Easy, I just assume that the CO2 is much higher than it actually is, say I assume it's 30ppm and not 8ppm. Then I'll get algae. 

In general, the faster RATES of growth need supplied with a faster rate of inputs, CO2, nutrients etc, and light can help drive that, but it's not absolute.
Cases can be made where you have such conditions.



> Balance, and moderation will achieve more favorable results in limiting algae long term with either low tech or high tech than any other factor.


Balance?
Nice general term, but meaningless really, you need to be specific.
Moderation is good, but most go for high light. They will not listen to that from either of us.

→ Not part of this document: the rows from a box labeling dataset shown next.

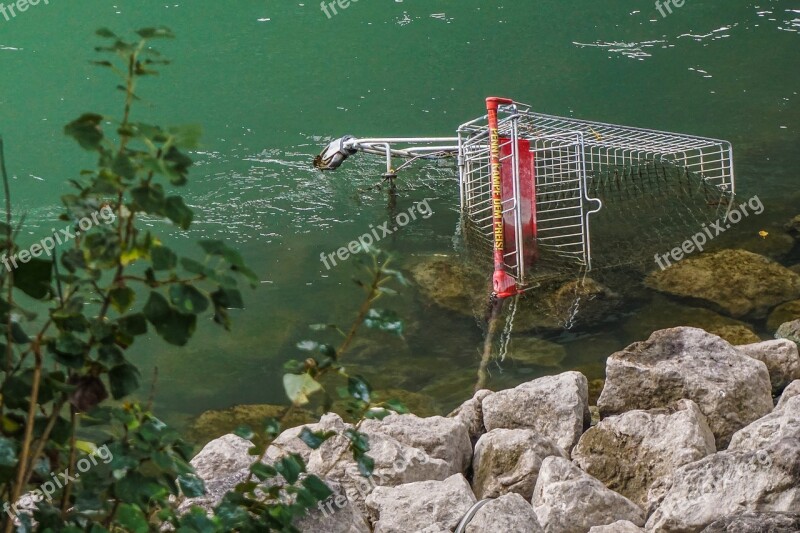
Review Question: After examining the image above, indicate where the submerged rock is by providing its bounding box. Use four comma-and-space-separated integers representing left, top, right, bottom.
366, 474, 476, 533
735, 228, 795, 260
784, 215, 800, 239
737, 339, 800, 396
266, 413, 452, 513
472, 429, 569, 500
506, 336, 567, 368
532, 457, 645, 533
447, 389, 493, 445
466, 493, 544, 533
775, 320, 800, 345
411, 256, 484, 316
645, 439, 800, 533
589, 520, 644, 533
597, 328, 773, 449
646, 250, 800, 318
767, 300, 800, 331
572, 400, 717, 509
482, 372, 590, 452
514, 278, 622, 333
186, 404, 314, 444
622, 294, 761, 345
706, 326, 761, 346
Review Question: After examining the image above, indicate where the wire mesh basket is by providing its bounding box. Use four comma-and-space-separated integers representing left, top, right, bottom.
315, 98, 734, 297
458, 97, 734, 294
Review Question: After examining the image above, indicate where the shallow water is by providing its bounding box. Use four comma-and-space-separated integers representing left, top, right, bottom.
0, 0, 800, 428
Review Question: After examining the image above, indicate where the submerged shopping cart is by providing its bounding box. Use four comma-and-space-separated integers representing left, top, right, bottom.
314, 98, 734, 298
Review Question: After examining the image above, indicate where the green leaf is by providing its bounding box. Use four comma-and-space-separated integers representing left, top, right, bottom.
11, 320, 31, 344
275, 453, 306, 485
250, 462, 278, 481
164, 196, 194, 230
116, 503, 150, 533
117, 313, 147, 337
131, 183, 166, 215
150, 246, 178, 271
168, 124, 203, 150
108, 363, 139, 400
300, 427, 336, 450
211, 287, 244, 309
283, 374, 322, 405
144, 291, 197, 346
302, 475, 333, 502
169, 283, 208, 314
14, 257, 53, 300
111, 153, 136, 181
64, 113, 103, 150
178, 474, 206, 498
97, 344, 125, 368
108, 287, 136, 313
0, 437, 18, 467
347, 376, 372, 403
94, 28, 119, 39
136, 26, 175, 39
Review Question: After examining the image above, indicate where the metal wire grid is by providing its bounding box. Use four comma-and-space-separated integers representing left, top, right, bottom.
458, 104, 734, 281
531, 133, 595, 270
518, 112, 734, 194
459, 117, 596, 281
459, 104, 735, 195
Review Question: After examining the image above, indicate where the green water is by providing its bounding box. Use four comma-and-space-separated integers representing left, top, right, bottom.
0, 0, 800, 424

> Thats why when you look at aquariums from authentic dutch aquascapers they are algae free,


Any non authentic Dutch out there?:icon_roll
Sorry, you are wrong here, they have algae like non CO2 and ADA folks.
There's no algae free method that works for everyone.



> Finding a balance that matches the growth rate of your plant load is what works. Thats what out competes algae


Now you are talking about rates, but it's still not competition because it's not for the same resources at these scales. A spore can be exposed to non limiting conditions(and typically is) for nutrients and CO2, light etc, but be stuck deep in the sediment. When a person uprooting, or a flood pulls it up, then it has access to the light, then can grow into an adult alga.

A plant is already there and has access to the light, it's got far more nutrient demand and CO2 demand than any algae. Many algae spores need a critical amount of light to germinate, most plants need very little comparatively.



> I thought your friend Ole proved that hornwort inhibited algae. He wrote an article about it thats all over Tropicas WEB site, I seem to remember.


Having spent several days with Ole recently in person, I do not think he's fond of the notion of allelopathy causing any issues for algae. We did agree that it's not the Science that causes issues, rather the hobbyists wanting to believe everything they think.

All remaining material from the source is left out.